Our friends spent two days at Dunedin, and so attentive were the gentlemen to whom they brought introductions that there were very few leisure moments. Drives in the city and the suburbs, visits to the manufactories of various kinds, the public buildings, and the harbor, luncheons and dinners at the houses of their friends, kept them as busy as bees. They had hardly a minute to themselves, until they finally shook the dust of Dunedin from their feet, and departed with their faces once more towards the South Pole. Frank and Fred declared that their journals were so far behind that it would be difficult for them to catch up, and they had not taken nearly as many notes of what they saw and heard in Dunedin as they desired.

"I wanted," said Frank, "to make a note of the things they manufacture in Otago, and especially at Dunedin, but the list was so long and time so scarce that I didn't try; but I'll remark particularly that they manufacture a good deal of woollen cloth, leather, cotton, and other fabrics, which is something very unusual for so young a colony. There is more manufacturing here than in any other part of New Zealand, and the Scotch settlers of Otago seem to have brought here the thrift and industry for which their native land is celebrated."

HYDRAULIC MINING.

Doctor Bronson asked Fred if he had learned anything about the product of gold in Otago.

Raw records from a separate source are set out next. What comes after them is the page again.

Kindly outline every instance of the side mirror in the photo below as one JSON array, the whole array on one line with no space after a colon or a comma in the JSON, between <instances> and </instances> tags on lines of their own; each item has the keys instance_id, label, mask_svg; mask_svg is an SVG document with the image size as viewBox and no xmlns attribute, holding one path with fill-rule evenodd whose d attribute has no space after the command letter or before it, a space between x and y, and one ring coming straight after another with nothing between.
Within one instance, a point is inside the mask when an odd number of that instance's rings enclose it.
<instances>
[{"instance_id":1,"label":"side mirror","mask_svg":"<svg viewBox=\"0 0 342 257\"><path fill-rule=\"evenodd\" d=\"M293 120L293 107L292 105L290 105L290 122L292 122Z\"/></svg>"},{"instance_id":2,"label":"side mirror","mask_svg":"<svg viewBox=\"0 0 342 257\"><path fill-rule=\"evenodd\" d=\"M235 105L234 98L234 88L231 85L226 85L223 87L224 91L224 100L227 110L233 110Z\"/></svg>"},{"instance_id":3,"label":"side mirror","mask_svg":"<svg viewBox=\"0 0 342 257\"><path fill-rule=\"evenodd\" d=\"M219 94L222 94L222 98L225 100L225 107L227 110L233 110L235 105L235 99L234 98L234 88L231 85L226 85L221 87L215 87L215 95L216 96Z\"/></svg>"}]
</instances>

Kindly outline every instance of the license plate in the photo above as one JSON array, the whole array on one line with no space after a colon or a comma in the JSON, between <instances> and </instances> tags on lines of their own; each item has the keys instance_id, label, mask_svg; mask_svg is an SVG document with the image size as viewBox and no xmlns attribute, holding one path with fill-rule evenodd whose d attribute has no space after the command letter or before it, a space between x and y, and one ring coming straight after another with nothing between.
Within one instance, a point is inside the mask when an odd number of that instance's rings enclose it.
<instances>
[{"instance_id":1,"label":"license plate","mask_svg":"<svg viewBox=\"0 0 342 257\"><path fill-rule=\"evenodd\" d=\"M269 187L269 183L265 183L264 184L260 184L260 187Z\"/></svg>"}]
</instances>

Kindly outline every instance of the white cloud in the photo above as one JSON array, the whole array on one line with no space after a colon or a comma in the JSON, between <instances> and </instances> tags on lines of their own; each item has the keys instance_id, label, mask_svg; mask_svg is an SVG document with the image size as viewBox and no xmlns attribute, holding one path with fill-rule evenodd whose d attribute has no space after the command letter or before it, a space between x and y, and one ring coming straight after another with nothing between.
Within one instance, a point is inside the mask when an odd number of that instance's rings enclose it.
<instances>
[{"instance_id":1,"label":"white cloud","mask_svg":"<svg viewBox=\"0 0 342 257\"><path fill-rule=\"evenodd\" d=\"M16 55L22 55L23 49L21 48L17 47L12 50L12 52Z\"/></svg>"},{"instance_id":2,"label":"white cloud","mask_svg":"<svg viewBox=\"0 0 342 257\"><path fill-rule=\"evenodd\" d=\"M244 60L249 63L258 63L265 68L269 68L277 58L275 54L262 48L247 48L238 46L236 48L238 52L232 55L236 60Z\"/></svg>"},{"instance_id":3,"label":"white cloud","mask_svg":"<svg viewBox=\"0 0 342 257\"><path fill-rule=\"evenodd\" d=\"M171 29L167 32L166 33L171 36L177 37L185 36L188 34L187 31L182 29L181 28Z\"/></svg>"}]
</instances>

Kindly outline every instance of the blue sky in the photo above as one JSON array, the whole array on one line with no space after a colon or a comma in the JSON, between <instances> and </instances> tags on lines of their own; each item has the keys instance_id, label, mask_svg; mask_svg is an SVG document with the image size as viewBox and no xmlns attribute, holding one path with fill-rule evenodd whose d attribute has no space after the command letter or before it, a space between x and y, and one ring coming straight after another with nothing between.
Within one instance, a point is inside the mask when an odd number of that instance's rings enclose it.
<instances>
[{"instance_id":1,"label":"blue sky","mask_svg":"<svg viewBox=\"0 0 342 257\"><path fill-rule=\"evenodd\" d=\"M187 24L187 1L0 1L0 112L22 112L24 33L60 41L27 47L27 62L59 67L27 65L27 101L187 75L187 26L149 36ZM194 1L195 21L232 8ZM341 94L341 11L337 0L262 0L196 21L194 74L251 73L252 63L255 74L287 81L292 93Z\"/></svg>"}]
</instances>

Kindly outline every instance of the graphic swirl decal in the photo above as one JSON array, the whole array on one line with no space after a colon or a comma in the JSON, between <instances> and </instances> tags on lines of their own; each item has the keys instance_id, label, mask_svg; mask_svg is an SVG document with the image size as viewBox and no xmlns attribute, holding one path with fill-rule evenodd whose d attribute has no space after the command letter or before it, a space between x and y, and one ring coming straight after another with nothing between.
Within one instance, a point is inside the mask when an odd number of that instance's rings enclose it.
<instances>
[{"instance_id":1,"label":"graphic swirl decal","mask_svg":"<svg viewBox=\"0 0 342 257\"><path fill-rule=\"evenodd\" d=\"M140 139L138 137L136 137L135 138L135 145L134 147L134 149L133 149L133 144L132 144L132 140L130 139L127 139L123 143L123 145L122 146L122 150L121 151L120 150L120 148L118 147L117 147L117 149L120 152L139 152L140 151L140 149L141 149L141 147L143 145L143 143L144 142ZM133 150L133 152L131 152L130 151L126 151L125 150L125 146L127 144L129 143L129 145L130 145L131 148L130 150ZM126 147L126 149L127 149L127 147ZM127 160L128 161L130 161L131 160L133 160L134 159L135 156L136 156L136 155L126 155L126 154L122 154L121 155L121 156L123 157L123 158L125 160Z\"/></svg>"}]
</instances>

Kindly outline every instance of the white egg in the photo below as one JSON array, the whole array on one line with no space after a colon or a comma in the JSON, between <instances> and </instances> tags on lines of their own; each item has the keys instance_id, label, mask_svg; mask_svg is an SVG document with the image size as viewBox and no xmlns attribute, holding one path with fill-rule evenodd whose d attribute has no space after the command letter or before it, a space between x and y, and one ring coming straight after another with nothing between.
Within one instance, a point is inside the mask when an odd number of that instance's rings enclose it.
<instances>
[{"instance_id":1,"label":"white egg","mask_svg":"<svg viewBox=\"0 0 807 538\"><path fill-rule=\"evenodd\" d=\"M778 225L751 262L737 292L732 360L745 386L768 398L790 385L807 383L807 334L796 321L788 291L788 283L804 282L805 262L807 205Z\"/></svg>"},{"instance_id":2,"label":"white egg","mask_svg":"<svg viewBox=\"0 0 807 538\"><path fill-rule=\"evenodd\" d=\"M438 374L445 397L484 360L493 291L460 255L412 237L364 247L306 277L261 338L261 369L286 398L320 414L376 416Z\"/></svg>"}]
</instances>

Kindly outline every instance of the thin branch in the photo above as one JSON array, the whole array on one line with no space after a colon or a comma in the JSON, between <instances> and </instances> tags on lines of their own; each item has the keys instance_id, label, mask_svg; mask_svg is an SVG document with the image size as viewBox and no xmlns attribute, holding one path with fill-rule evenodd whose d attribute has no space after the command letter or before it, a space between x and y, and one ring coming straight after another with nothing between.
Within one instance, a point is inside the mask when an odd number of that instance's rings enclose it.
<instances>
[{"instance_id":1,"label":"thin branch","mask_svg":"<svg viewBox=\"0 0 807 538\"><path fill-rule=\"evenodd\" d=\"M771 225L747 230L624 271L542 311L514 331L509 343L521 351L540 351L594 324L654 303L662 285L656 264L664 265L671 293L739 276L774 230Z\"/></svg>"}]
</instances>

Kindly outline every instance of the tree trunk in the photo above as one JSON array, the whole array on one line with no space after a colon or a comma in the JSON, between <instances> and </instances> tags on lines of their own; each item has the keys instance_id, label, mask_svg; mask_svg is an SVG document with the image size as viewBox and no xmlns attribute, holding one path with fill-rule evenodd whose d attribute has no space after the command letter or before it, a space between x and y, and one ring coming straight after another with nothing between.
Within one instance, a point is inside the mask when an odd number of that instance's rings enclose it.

"I have the figures right here," was the reply. "From 1861, when the first discoveries were made, down to the end of March, 1884, the Otago gold-fields produced 4,319,544 ounces, which were valued at £17,026,320, or about $85,000,000. Most of the gold has been obtained from alluvial washings of various kinds, such as sluicing, tunnelling, and hydraulic washing; auriferous reefs have been successfully worked in several instances, and unsuccessfully in more. Gold-mining has become a regular industry of the country, and is less subject to fluctuations than in former times. Once in a while a new field is opened, and there is a rush to work it; but the excitement over such discoveries is not like that of the five or ten years following 1861.